Every library of melanoma cell cultures is comprised of two distinct cell phenotypes, termed proliferative and invasive, which represent separate programs of metastatic potential. Because ABCB5 and other proposed melanoma stem cell markers are often up-regulated in proliferative phenotype cells (Figure 1), the xenograft growth kinetics presented by CSC-hunting laboratories who fractionate tumours based on the expression of such markers make perfect sense. Indeed, recent models propose that melanoma progression is driven by melanoma cells switching between phenotypes of proliferation and invasion, and that these phenotypes underlie both tumour heterogeneity and therapy evasion (Hoek et al., 2008) (Carreira et al., 2006). Consistent with this, irrespective of whether cells were positive for a particular marker or not, and however long it took for a xenograft lesion to form, the lesion itself contained evidence for both proliferative and invasive cells (Hoek et al., 2008). Satisfyingly, in support of the phenotype switching model, Quintana et al. found essentially the same result; regardless of whether they seeded xenografts with CD133-positive or CD133-negative melanoma cells, the resulting tumours were always comprised of both types – indicating that either cell type could give rise to the other in vivo.

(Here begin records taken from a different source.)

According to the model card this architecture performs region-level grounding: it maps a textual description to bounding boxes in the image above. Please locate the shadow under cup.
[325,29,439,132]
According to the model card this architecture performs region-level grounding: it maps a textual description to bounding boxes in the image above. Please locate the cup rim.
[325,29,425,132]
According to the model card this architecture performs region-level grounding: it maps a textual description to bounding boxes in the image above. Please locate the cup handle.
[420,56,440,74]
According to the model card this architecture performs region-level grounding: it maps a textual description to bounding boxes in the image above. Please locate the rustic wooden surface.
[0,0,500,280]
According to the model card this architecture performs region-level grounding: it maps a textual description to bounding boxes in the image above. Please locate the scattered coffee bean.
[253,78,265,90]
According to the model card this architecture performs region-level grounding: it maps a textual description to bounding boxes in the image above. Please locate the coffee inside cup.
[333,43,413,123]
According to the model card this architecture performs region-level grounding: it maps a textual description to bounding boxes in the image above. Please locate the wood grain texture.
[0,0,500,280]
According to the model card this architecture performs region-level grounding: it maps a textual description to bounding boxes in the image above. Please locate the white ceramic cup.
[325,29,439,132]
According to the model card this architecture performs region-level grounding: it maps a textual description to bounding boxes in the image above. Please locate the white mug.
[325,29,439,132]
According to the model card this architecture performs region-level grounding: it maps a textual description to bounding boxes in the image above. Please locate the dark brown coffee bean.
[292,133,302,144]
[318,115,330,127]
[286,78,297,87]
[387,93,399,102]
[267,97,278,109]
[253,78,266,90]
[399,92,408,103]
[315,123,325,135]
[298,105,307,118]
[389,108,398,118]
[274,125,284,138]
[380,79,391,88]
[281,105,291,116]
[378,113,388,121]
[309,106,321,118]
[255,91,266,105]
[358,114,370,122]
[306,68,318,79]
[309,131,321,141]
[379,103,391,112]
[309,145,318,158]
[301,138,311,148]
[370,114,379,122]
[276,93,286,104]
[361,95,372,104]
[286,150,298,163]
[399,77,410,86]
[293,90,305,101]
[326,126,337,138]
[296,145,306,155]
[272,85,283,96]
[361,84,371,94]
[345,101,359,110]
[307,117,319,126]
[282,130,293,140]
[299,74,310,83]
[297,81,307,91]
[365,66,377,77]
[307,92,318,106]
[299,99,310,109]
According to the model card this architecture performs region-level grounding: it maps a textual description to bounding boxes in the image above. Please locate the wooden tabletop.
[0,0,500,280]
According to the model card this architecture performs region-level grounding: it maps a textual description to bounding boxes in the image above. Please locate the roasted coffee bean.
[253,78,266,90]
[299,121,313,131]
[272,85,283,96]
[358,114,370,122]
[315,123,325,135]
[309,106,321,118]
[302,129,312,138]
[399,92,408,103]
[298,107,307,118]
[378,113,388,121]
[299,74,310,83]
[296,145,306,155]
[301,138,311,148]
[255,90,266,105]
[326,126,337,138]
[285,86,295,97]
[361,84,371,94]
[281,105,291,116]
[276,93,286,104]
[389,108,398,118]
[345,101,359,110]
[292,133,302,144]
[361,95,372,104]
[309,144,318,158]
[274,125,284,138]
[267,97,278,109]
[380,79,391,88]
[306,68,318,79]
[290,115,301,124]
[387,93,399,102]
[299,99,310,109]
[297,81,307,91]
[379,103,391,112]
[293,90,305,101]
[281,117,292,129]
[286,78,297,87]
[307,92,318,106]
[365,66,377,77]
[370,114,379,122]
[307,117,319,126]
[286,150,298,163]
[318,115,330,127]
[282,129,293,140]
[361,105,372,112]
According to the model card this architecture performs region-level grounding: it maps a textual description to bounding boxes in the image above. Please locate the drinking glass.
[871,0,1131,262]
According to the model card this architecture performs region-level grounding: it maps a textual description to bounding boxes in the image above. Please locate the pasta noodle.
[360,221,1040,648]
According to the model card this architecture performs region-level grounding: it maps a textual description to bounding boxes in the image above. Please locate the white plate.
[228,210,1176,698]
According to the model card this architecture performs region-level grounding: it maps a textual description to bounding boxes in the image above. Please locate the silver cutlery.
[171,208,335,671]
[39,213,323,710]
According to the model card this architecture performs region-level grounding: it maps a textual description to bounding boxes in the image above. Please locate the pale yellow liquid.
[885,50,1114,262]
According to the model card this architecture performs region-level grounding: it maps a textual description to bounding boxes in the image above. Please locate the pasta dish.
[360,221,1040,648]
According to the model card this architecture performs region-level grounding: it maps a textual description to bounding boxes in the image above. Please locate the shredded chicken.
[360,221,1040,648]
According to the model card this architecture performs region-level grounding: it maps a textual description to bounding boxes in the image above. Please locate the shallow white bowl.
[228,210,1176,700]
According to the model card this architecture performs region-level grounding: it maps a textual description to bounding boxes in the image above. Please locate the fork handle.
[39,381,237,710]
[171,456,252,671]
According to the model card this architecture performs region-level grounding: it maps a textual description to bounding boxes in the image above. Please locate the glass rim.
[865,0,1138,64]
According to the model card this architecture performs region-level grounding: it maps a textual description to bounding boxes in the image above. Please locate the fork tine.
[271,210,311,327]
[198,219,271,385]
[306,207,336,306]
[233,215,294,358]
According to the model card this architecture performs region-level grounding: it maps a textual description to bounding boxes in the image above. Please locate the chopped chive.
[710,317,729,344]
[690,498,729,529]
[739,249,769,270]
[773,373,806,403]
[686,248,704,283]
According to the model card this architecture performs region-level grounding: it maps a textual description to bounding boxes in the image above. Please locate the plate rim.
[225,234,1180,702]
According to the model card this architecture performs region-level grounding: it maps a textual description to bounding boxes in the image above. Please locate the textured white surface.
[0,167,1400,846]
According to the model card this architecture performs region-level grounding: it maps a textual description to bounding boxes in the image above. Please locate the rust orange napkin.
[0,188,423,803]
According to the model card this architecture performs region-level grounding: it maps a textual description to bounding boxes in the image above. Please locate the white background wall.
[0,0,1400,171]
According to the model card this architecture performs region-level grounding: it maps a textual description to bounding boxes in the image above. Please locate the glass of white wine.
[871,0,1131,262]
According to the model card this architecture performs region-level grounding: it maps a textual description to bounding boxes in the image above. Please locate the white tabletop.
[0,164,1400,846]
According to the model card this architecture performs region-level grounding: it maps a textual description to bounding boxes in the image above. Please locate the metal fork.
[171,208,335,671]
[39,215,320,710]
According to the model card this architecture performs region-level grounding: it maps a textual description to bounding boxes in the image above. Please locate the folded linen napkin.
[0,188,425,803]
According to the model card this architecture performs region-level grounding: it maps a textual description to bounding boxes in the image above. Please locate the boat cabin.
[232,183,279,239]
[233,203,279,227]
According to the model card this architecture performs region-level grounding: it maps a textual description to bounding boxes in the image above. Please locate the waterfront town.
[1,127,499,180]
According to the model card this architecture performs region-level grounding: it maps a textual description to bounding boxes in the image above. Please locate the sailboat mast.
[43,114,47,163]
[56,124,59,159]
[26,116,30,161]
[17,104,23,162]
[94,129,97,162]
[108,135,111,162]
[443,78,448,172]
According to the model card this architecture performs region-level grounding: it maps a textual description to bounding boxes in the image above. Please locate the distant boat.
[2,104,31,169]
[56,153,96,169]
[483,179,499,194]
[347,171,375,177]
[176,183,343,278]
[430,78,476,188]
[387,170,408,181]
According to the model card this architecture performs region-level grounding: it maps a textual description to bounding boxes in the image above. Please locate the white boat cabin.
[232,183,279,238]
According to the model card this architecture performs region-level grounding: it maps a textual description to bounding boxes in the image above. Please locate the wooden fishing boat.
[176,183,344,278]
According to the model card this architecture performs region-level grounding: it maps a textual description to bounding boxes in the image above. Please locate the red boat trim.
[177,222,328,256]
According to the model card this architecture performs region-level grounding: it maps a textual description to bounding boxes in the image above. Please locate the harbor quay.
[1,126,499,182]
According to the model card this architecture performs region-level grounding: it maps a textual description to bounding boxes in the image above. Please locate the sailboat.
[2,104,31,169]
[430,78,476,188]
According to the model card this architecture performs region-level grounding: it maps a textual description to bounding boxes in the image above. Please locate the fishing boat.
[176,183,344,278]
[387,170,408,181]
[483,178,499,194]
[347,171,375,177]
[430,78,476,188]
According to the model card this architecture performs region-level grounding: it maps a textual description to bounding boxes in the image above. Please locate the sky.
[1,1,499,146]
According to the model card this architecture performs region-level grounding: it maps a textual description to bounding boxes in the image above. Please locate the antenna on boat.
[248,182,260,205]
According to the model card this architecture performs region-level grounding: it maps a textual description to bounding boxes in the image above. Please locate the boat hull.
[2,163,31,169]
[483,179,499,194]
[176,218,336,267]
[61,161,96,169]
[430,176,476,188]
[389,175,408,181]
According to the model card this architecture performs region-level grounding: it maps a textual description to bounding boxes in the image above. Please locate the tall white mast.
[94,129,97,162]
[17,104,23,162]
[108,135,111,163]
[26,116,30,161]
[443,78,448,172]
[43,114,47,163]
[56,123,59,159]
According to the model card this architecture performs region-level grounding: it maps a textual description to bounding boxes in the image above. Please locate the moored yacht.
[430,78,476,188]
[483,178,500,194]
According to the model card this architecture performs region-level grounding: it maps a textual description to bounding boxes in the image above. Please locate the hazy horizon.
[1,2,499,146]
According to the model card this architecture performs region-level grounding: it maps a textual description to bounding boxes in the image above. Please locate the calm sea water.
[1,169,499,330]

The heterogeneity of melanoma tissue may explain why Quintana et al. found that of their single cell dilutions only a fraction could readily initiate xenograft growth. Their cells were extracted directly from patient tissue, which we and others have shown are composed of melanoma cells which express melanocytic markers (proliferative phenotype) and melanoma cells which do not (invasive). Whether the lone melanoma cell in Quintana’s final dilution had a proliferative phenotype or an invasive one would strongly influence the readiness with which it would ‘take’. They also point out that some melanoma cells undergo senescence and that this might also account for the failure of some single-cell xenografts. Invasive phenotype cells express several senescence markers (e.g. Ris1 and PAI-1), and that while a lesion may produce many invasive cells fated to seed metastases elsewhere, most are likely to succumb to senescence before they can effect the ‘switch’ of the phenotype switching hypothesis. Thus, part of why only a quarter of cells are successful may be due to the likelihood that the final cell was often the invasive phenotype, which proliferates slowly and may be susceptible to senescent death.

Quintana et al. elegantly demonstrate that a large and heterogeneous fraction of individual melanoma cells within any given tumour have the potential to seed additional tumours is a timely intervention. After the earlier work of Schatton et al., it is likely that many research groups around the world diverted resources towards the search for melanoma-specific CSCs. Perhaps they should reconsider.